The Washington Post reported that Abrams appears ready to demand in court that Kemp should not take office, resorting to a never-before-used Georgia law that allows a candidate to file a challenge based on “misconduct, fraud or irregularities … sufficient to change or place in doubt the results.”
The decision could ultimately fall to the state’s Supreme Court.
Kemp is likely to be named the winner as soon as Friday night, a step that would trigger the lawsuit from Abrams, according to The Associated Press.
“Since the beginning, our campaign has been dedicated to lifting up the voices of every community,” said Abrams campaign manager Lauren Groh-Wargo.
“We have heard from countless Georgians about massive irregularities wrought by a secretary of state who ran his own election in order to crown himself governor,” she continued. “We have been transparent that we have looked into multiple legal strategies in order to count every vote in our state — and that work continues as we decide our next steps.”
Kemp’s campaign said Abrams’ claims are not legitimate.
“Gov.-elect Brian Kemp earned a clear and convincing victory on Election Day.
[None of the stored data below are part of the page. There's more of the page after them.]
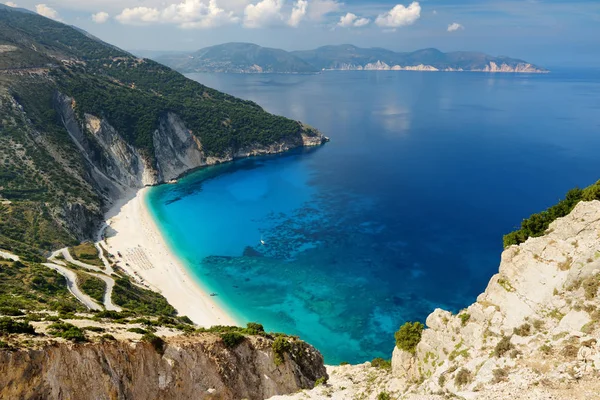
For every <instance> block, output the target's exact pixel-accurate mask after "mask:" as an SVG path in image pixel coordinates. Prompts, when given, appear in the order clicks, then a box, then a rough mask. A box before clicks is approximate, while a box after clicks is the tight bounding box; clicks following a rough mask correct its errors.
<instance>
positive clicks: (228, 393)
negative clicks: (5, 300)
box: [0, 335, 327, 400]
mask: <svg viewBox="0 0 600 400" xmlns="http://www.w3.org/2000/svg"><path fill="white" fill-rule="evenodd" d="M271 344H272V341H271V340H269V339H266V338H263V337H249V338H247V339H246V340H245V341H244V342H242V343H241V344H240V345H238V346H237V347H236V348H235V349H233V350H230V349H228V348H227V347H225V346H224V345H223V342H222V341H221V340H220V339H219V338H218V336H215V335H201V336H196V337H176V338H172V339H169V342H168V344H167V346H166V347H165V349H164V354H162V355H161V354H160V353H159V352H157V350H156V349H155V348H154V347H152V345H150V344H148V343H145V342H140V343H131V342H125V341H111V342H104V343H94V344H81V345H69V344H65V343H62V344H55V345H48V346H46V347H43V348H41V349H37V350H32V349H25V350H17V351H0V398H3V399H5V398H6V399H17V398H36V399H38V398H39V399H73V400H77V399H82V400H84V399H85V400H87V399H128V400H129V399H141V400H150V399H165V400H166V399H209V398H210V399H242V398H246V399H264V398H268V397H270V396H273V395H277V394H286V393H293V392H296V391H298V390H300V389H303V388H308V387H313V386H314V384H315V381H316V380H317V379H318V378H321V377H326V376H327V372H326V370H325V367H324V365H323V357H322V356H321V354H320V353H319V352H318V351H316V350H315V349H314V348H313V347H312V346H310V345H307V344H305V343H303V342H300V341H294V342H293V345H292V350H291V351H290V352H288V353H286V354H285V356H284V358H285V361H284V362H283V363H282V364H281V365H279V366H276V365H275V362H274V358H273V351H272V350H271Z"/></svg>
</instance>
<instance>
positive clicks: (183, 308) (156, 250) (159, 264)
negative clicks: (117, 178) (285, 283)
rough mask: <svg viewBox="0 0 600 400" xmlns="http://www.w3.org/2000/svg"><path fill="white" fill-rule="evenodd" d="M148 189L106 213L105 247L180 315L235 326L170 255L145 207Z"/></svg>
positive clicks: (149, 214) (208, 322)
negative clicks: (107, 227)
mask: <svg viewBox="0 0 600 400" xmlns="http://www.w3.org/2000/svg"><path fill="white" fill-rule="evenodd" d="M147 192H148V188H145V189H141V190H139V191H137V193H136V192H134V191H132V192H131V193H130V194H129V196H127V197H126V198H124V199H123V200H122V201H120V202H119V203H118V204H115V206H113V208H112V209H111V210H110V211H109V212H108V213H107V216H106V218H107V224H108V228H107V229H106V233H105V234H106V240H105V242H104V243H105V244H106V246H105V247H106V248H107V250H108V251H109V252H110V253H111V254H113V255H114V256H115V257H116V260H117V261H118V263H117V265H118V266H119V267H121V268H123V269H124V270H126V271H127V272H128V273H129V274H130V275H131V276H133V277H134V278H136V280H137V282H138V283H141V284H143V285H145V286H147V287H150V288H152V289H154V290H156V291H158V292H160V293H161V294H162V295H163V296H165V297H166V298H167V300H168V301H169V303H171V305H173V307H175V308H176V309H177V311H178V312H179V315H187V316H188V317H190V318H191V319H192V320H193V321H194V322H195V323H197V324H198V325H200V326H204V327H209V326H212V325H235V321H234V320H233V318H231V317H230V316H229V315H227V314H226V313H225V312H224V311H223V310H222V309H221V308H219V306H218V305H217V304H216V303H215V302H214V301H213V299H212V298H211V297H210V295H209V294H208V293H205V292H204V291H203V290H202V289H201V288H200V287H199V285H198V284H197V283H196V282H194V280H193V278H192V277H191V276H189V274H188V273H187V272H186V270H185V267H184V266H183V265H182V263H181V262H180V261H179V260H178V259H177V257H175V255H173V254H172V252H171V250H170V249H169V247H168V245H167V244H166V242H165V241H164V239H163V237H162V235H161V233H160V231H159V229H158V227H157V226H156V223H155V222H154V219H153V218H152V216H151V215H150V213H149V210H148V209H147V206H146V202H145V198H144V197H145V195H146V193H147ZM119 254H120V256H119Z"/></svg>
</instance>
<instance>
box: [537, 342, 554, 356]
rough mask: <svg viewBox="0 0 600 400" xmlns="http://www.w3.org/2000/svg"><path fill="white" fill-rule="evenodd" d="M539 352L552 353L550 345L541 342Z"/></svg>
mask: <svg viewBox="0 0 600 400" xmlns="http://www.w3.org/2000/svg"><path fill="white" fill-rule="evenodd" d="M540 352H541V353H543V354H545V355H549V354H550V353H552V346H550V345H549V344H543V345H541V346H540Z"/></svg>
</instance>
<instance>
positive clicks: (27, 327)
mask: <svg viewBox="0 0 600 400" xmlns="http://www.w3.org/2000/svg"><path fill="white" fill-rule="evenodd" d="M9 333H26V334H29V335H35V329H34V328H33V326H31V325H30V324H29V323H27V322H20V321H15V320H14V319H12V318H8V317H4V318H0V335H7V334H9Z"/></svg>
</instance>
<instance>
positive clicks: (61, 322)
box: [48, 322, 87, 342]
mask: <svg viewBox="0 0 600 400" xmlns="http://www.w3.org/2000/svg"><path fill="white" fill-rule="evenodd" d="M48 332H49V333H50V334H51V335H53V336H56V337H61V338H63V339H66V340H70V341H72V342H86V341H87V338H86V337H85V334H84V333H83V330H81V328H78V327H76V326H75V325H73V324H69V323H67V322H55V323H53V324H52V325H50V326H49V327H48Z"/></svg>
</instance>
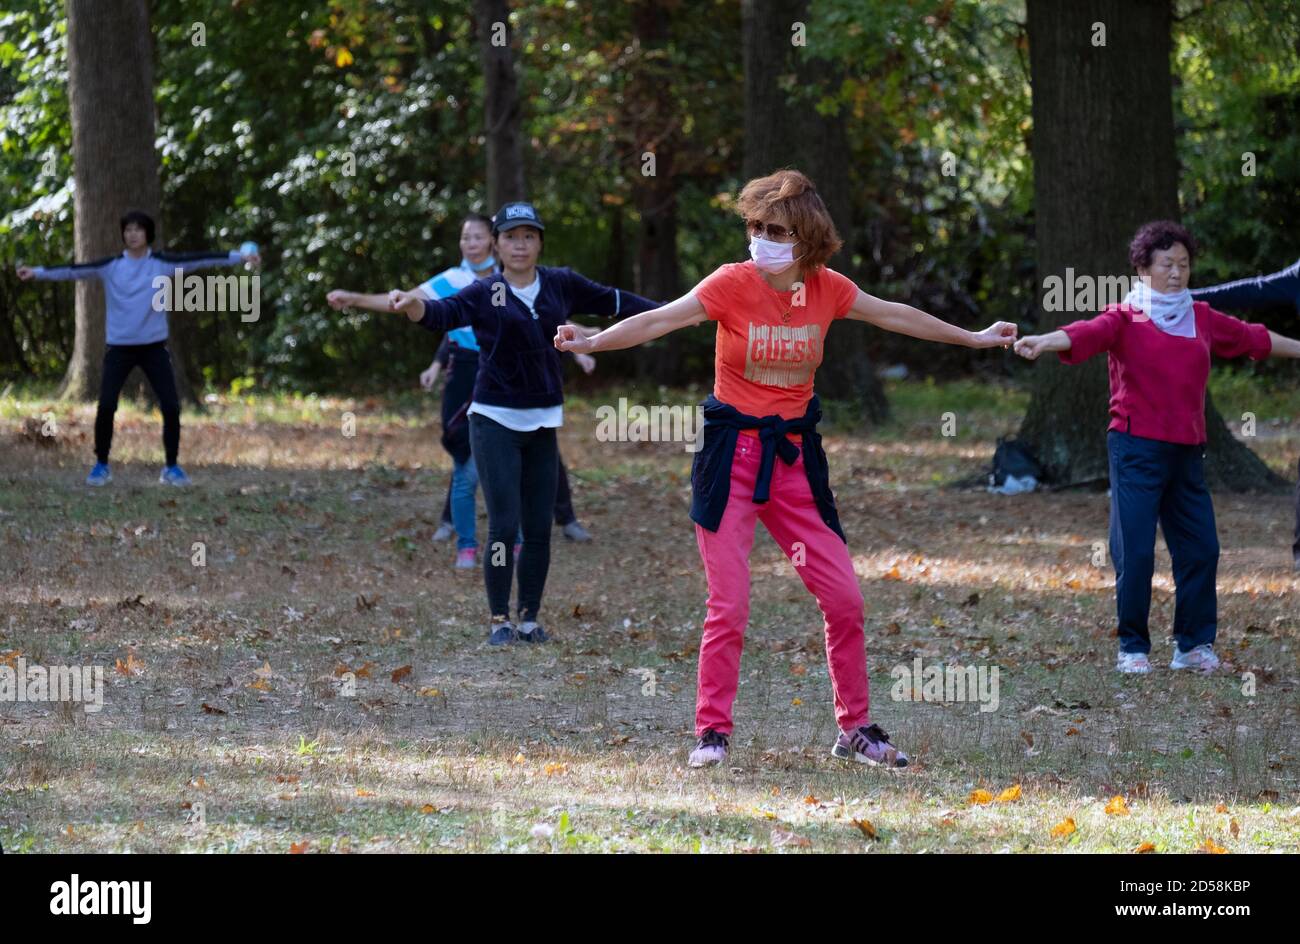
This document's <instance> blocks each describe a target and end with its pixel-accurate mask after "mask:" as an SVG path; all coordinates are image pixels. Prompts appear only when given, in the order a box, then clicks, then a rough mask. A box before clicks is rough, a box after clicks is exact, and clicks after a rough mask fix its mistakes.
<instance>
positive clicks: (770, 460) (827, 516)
mask: <svg viewBox="0 0 1300 944" xmlns="http://www.w3.org/2000/svg"><path fill="white" fill-rule="evenodd" d="M703 407H705V429H703V443H702V446H701V449H699V451H698V452H695V458H694V460H693V462H692V465H690V520H692V521H694V523H695V524H698V525H699V527H701V528H705V529H706V531H718V527H719V525H720V524H722V520H723V512H724V511H725V510H727V499H728V497H729V494H731V465H732V456H733V455H735V452H736V437H738V436H740V430H742V429H757V430H758V441H759V445H761V447H762V452H761V454H759V467H758V480H757V481H755V482H754V495H753V501H754V502H757V503H759V505H762V503H763V502H766V501H768V498H770V493H771V488H772V468H774V467H775V464H776V458H777V456H780V459H781V462H784V463H785V464H787V465H793V464H794V462H796V460H797V459H798V458H800V451H801V449H800V447H798V446H796V445H794V443H793V442H790V439H789V438H787V433H798V434H800V437H801V439H802V442H803V446H802V452H803V471H805V472H806V473H807V477H809V488H810V489H811V490H813V498H814V501H815V502H816V507H818V512H819V514H820V515H822V520H823V521H826V524H827V527H828V528H829V529H831V531H833V532H835V533H836V534H839V536H840V540H841V541H844V542H845V544H848V540H846V538H845V537H844V529H842V528H841V527H840V515H839V512H837V511H836V508H835V495H833V494H832V493H831V472H829V468H828V467H827V462H826V451H824V450H823V449H822V436H820V434H819V433H818V432H816V424H818V423H820V420H822V402H820V400H819V399H818V398H816V395H815V394H814V397H813V399H811V400H809V408H807V410H806V411H805V413H803V416H800V417H798V419H793V420H783V419H781V417H780V416H776V415H774V416H750V415H748V413H742V412H740V411H738V410H737V408H736V407H732V406H728V404H727V403H723V402H722V400H720V399H718V398H716V397H714V395H712V394H710V395H708V398H707V399H706V400H705V403H703Z"/></svg>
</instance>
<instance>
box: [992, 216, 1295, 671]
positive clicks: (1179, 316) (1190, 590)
mask: <svg viewBox="0 0 1300 944" xmlns="http://www.w3.org/2000/svg"><path fill="white" fill-rule="evenodd" d="M1195 254H1196V242H1195V241H1193V239H1192V235H1191V234H1190V233H1188V231H1187V230H1186V229H1183V228H1182V226H1179V225H1178V224H1177V222H1170V221H1167V220H1160V221H1156V222H1148V224H1147V225H1144V226H1141V228H1140V229H1139V230H1138V234H1136V235H1135V237H1134V239H1132V243H1130V246H1128V260H1130V261H1131V263H1132V265H1134V268H1135V269H1136V270H1138V274H1139V276H1140V277H1141V281H1139V282H1136V283H1135V286H1134V289H1132V291H1130V293H1128V296H1127V298H1125V300H1123V302H1122V303H1119V304H1112V306H1108V307H1106V309H1105V311H1102V312H1101V315H1099V316H1097V317H1095V319H1088V320H1083V321H1074V322H1073V324H1069V325H1065V326H1063V328H1062V329H1061V330H1057V332H1052V333H1050V334H1031V335H1027V337H1024V338H1022V339H1021V341H1019V342H1017V345H1015V351H1017V352H1018V354H1021V355H1022V356H1024V358H1028V359H1030V360H1034V359H1035V358H1037V356H1039V355H1040V354H1045V352H1048V351H1057V352H1058V354H1060V356H1061V360H1062V361H1063V363H1066V364H1078V363H1080V361H1083V360H1087V359H1088V358H1091V356H1093V355H1095V354H1101V352H1102V351H1105V352H1106V354H1109V355H1110V432H1109V433H1108V434H1106V436H1108V446H1109V451H1110V557H1112V558H1113V560H1114V566H1115V598H1117V609H1118V615H1119V657H1118V661H1117V664H1115V668H1117V670H1118V671H1121V672H1149V671H1151V661H1149V659H1148V653H1151V635H1149V632H1148V616H1149V611H1151V579H1152V573H1153V572H1154V566H1156V524H1157V523H1158V524H1160V528H1161V531H1162V532H1164V533H1165V542H1166V544H1167V545H1169V553H1170V555H1171V557H1173V559H1174V584H1175V586H1177V593H1175V609H1174V637H1175V640H1177V644H1178V645H1177V651H1175V653H1174V658H1173V661H1171V662H1170V668H1196V670H1199V671H1203V672H1213V671H1214V670H1216V668H1217V667H1218V664H1219V661H1218V657H1217V655H1216V654H1214V637H1216V633H1217V629H1218V601H1217V596H1216V586H1214V580H1216V572H1217V570H1218V557H1219V544H1218V534H1217V532H1216V528H1214V506H1213V503H1212V502H1210V493H1209V490H1208V489H1206V488H1205V473H1204V459H1205V384H1206V381H1208V380H1209V373H1210V355H1212V354H1216V355H1218V356H1221V358H1240V356H1243V355H1244V356H1249V358H1252V359H1255V360H1260V359H1264V358H1268V356H1269V355H1270V354H1271V355H1274V356H1278V358H1300V342H1297V341H1292V339H1291V338H1284V337H1282V335H1281V334H1275V333H1274V332H1270V330H1269V329H1268V328H1265V326H1264V325H1256V324H1248V322H1245V321H1240V320H1238V319H1235V317H1231V316H1230V315H1223V313H1222V312H1217V311H1214V309H1213V308H1210V306H1209V304H1206V303H1205V302H1193V300H1192V296H1191V293H1190V291H1188V283H1190V282H1191V272H1192V257H1193V256H1195Z"/></svg>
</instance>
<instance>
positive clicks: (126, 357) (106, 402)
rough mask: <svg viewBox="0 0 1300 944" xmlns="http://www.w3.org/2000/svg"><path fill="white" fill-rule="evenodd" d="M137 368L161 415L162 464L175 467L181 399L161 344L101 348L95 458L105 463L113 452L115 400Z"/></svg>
mask: <svg viewBox="0 0 1300 944" xmlns="http://www.w3.org/2000/svg"><path fill="white" fill-rule="evenodd" d="M136 367H138V368H140V369H142V371H143V372H144V377H146V378H147V380H148V381H149V386H152V387H153V395H155V397H157V399H159V411H160V412H161V413H162V451H164V452H165V454H166V464H168V465H175V459H177V454H178V452H179V451H181V398H179V395H178V394H177V391H175V374H174V373H172V352H170V351H168V348H166V342H165V341H155V342H153V343H152V345H107V346H105V348H104V374H103V377H101V378H100V382H99V410H98V411H96V412H95V459H96V460H98V462H103V463H107V462H108V454H109V451H110V450H112V449H113V416H114V415H116V413H117V398H118V397H120V395H121V393H122V386H123V385H125V384H126V377H127V376H129V374H130V373H131V369H133V368H136Z"/></svg>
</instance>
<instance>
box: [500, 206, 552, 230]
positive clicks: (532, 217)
mask: <svg viewBox="0 0 1300 944" xmlns="http://www.w3.org/2000/svg"><path fill="white" fill-rule="evenodd" d="M515 226H533V228H536V229H539V230H545V229H546V226H543V225H542V217H539V216H538V215H537V209H536V208H534V207H533V204H530V203H523V202H516V203H507V204H506V205H504V207H502V208H500V209H498V211H497V216H494V217H493V218H491V231H493V235H495V234H497V233H504V231H506V230H507V229H515Z"/></svg>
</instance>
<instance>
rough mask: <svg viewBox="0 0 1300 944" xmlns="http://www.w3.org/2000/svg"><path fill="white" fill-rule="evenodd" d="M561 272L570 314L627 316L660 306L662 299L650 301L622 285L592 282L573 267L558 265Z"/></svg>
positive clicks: (606, 315) (635, 314)
mask: <svg viewBox="0 0 1300 944" xmlns="http://www.w3.org/2000/svg"><path fill="white" fill-rule="evenodd" d="M560 272H563V273H564V280H565V283H567V293H568V300H569V313H571V315H604V316H606V317H614V319H620V317H628V316H629V315H640V313H641V312H643V311H650V309H651V308H659V307H660V306H662V304H663V303H662V302H651V300H650V299H649V298H642V296H641V295H637V294H634V293H630V291H624V290H623V289H614V287H611V286H608V285H601V283H599V282H593V281H591V280H590V278H588V277H586V276H584V274H581V273H577V272H573V270H572V269H560Z"/></svg>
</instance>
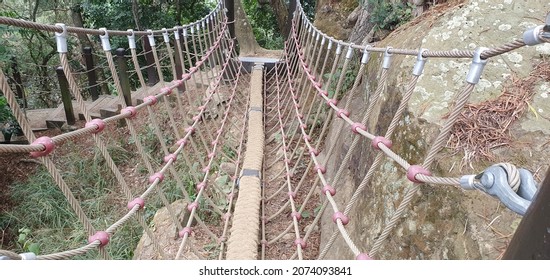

The campaign is over, and Kemp’s focus is on building a safer, stronger future for Georgia families,” said Kemp’s campaign spokesman, Ryan Mahoney.
“Stacey Abrams’s latest publicity stunt is sad and desperate,” Mahoney added. “Elections in America aren’t decided in the courtroom. They’re decided fair and square by the people, at the ballot box.”
Abrams had hoped that a recount would push the total votes cast for Kemp below the 50 percent threshold. If she had been successful, under Georgia law, there would have been a runoff election between the top two vote-getters. However, as of Thursday, Kemp was about 18,000 above the number needed to trigger that provision.
Abrams would need to show in court that at least that many potential voters were not allowed to cast their votes, or had their votes wrongly rejected.
Abrams would have an uphill battle to prove not only that errors occurred, but that they were all aimed at hurting her campaign.
“I would say with pretty great confidence there has probably never been an election … without some irregularity, where some poll worker did not make some mistake,” said Democrat Cathy Cox, who was Georgia’s secretary of state from 1999 through 2007.
As of early Friday, the campaign had not announced its final decision. But Allegra Lawrence-Hardy, Abrams’ campaign chairwoman, seemed to imply that the campaign would take on the unprecedented legal battle.
“These stories to me are such that they have to be addressed,” Lawrence-Hardy said. “It’s just a much bigger responsibility. I feel like our mandate has blossomed. … Maybe this is our moment.”